Miles de catalanes pasaron por las checas. Algunos pasaban semanas encerrados, a otros los torturaban... y enloquecían. A la mayoría los tenían en espera de ir sacándolos para matarlos de un tiro.

De julio de 1936 a mayo de 1937 gestionaron las checas catalanas los anarquistas de la CNT-FAI y las patrullas de control (comandadas por Erno Gero, un enviado de Stalin), que recorrían Barcelona quemando iglesias y deteniendo a religiosos, católicos, carlistas, patronos, comerciantes...  Los acusaban de ser gente de misa, gente de orden...

El gobierno de la Generalitat, presidido por Lluís Companys, no supo frenar aquellos crímenes, por lo que alguna responsabilidad de éstos podemos atribuirle. La pregunta es: ¿en qué grado? Companys era el presidente de todos los catalanes..., y 8.352 de ellos fueron asesinados en Catalunya de 1936 a 1939, muchos previo paso por checas. ¡Fue el 0,28% de la población catalana! ¿No debería haber hecho algo Companys para protegerlos? Obligar a las patrullas a llevar a los detenidos a la cárcel Modelo, y tutelarlos allí todo el tiempo necesario, evitándoles torturas y preservando de ese modo sus vidas.

Las torturas que se infligía a los detenidos en las checas de Barcelona eran hierros candentes, picanas eléctricas en genitales, levantamientos de uñas, palizas, ahogamientos con agua, mutilaciones... ¡Y el diseño de las checas era ya una tortura!  Eran cubículos de 2x1,5 metros de planta y 2 metros de alto, con un camastro de obra con una inclinación del 20%: si te dormías, caías al suelo. ¡Y el suelo estaba erizado de una serie de tochos que obstaculizaban los pies si intentabas caminar...! Además, las paredes se calafeteaban de alquitrán por fuera y por dentro, con lo que el bochorno era sofocante. Y en una de las paredes se pintaban dameros, espirales, líneas y círculos con el fin de marear al preso...

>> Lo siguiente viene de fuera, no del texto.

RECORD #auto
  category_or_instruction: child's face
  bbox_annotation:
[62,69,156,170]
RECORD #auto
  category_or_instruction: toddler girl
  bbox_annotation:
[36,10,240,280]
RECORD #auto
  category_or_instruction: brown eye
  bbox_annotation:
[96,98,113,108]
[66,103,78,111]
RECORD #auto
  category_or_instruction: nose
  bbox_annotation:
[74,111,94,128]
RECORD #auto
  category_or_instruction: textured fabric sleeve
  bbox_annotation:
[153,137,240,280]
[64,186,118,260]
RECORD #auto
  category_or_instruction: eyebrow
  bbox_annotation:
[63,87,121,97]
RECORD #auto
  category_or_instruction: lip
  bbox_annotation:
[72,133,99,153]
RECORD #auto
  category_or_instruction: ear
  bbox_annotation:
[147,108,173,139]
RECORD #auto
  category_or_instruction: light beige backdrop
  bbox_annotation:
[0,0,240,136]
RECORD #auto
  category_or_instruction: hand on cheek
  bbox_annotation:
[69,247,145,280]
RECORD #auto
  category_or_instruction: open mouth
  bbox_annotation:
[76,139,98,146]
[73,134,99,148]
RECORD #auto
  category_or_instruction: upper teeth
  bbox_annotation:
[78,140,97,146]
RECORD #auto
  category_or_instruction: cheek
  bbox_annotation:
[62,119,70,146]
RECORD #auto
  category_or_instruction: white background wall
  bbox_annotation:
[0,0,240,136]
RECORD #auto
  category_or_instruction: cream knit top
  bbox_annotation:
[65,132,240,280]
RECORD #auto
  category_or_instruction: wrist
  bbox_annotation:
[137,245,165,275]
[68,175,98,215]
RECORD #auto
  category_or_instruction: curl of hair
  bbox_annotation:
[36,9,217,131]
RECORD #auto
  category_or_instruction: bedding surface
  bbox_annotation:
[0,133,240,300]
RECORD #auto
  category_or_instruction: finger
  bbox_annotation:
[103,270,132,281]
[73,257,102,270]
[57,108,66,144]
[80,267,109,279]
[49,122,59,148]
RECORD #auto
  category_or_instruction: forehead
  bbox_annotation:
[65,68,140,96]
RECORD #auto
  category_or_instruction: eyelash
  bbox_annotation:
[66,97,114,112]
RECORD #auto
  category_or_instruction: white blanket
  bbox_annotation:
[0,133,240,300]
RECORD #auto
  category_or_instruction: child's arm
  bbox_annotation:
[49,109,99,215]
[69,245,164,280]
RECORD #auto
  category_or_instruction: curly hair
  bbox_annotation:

Es horrible el de Eusebio Cortés Puigdengolas: fue descuartizado en la checa de Sant Elies y dado de comer a los cerdos...  Su delito era ser católico. Y la familia quedaba desamparada. A algunos los mataban en el mismo comedor de su casa, ante sus hijos... No hubo ni un juicio. A unos novios que sorprendieron casándose, los detuvieron y mataron, a ellos y al cura. ¡Para aquellos revolucionarios, casarse por la Iglesia era un delito que merecía la muerte! (César Alcalá: "Miles de catalanes padecieron las checas". Publicado en La Vanguardia, 19.7.05)

Lluis Companys fue condenado a muerte y fusilado por el gobierno franquista tras la guerra civil. Se le acusaba de golpista y de amparar crímenes y persecuciones. Companys protagonizó dos golpes de Estado en 1931 y en 1934. Ambos fracasaron pero pusieron en serios apuros al Gobierno de la segunda República. El primero  condujo a la proclamación de la "República Catalana". El segundo, al "Estado Catalán". Companys, que fue fundador de ERC, fue condenado por la justicia republicana a 30 años de cárcel pero se le amnistió con motivo del triunfo del Frente Popular.

El nacionalismo ha tratado de utilizar su rechazable final para ocultar el papel que jugó al frente de la Generalidad.